Scale by scale analysis of magnetoconvection with uniform wall-normal and wall-parallel magnetic fields at low magnetic Reynolds number

TL;DR

This study investigates how uniform magnetic fields influence magnetoconvection at low magnetic Reynolds number, revealing structural and energetic modifications across scales through direct numerical simulations and energy budget analysis.

Contribution

It provides a detailed interpretation of magnetic field effects on turbulence structures and energy transfer mechanisms in magnetoconvective flows, extending analysis to multiple scales.

Findings

Magnetic fields thin thermal plumes via Lorentz damping.

Joule dissipation redistributes kinetic energy among velocity components.

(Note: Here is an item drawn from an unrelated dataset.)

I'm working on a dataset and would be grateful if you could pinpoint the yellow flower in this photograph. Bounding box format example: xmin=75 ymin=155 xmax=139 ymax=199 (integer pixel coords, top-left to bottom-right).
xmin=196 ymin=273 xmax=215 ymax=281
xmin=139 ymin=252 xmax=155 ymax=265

Lorentz force acts as an isotropic energy sink, suppressing small-scale turbulence.

Abstract

Rayleigh-B\'enard convection under an imposed inductionless magnetic field is analysed statistically from the perspective of single-point and multi-scale energy budgets. The data is obtained from direct numerical simulations with a Rayleigh number of $10^6$, a Prandtl number of $1$ and Hartmann numbers of $0$, $20$, $40$ and $80$. Wall-parallel and wall-normal magnetic fields are considered as two separate cases. The initial analysis focuses qualitatively on the influence of the magnetic field upon the coherent structures. A central contribution of this work is the interpretation of these structural modifications through magnetohydrodynamically modified turbulent kinetic energy budgets. For example, in the wall-normal case, the thinning of the thermal plumes can be attributed to the damping of the pressure-diffusion mechanisms due to the Lorentz dissipation. In the wall-parallel configuration, Joule dissipation induces a pressure-strain redistribution mechanism that preferentially transfers kinetic energy from the wall-normal velocity component to the field-perpendicular, wall-parallel velocity component but less so to the field-parallel velocity component. This description is then extended to scale-space by considering budgets relating second- and third-order structure functions. Here, the anisotropy is accounted for by analysing directional structure functions. Despite the anisotropy, the Lorentz force appears as an isotropic sink damping intermediate and large scales of motion. The result of this is a lack of transfer between scales of motion and hence a flow with suppressed small-scale turbulence. These results establish a link between qualitative observations and long-term energy balances, providing new insight into magnetoconvective turbulence and informing future modelling and theoretical approaches to such flows.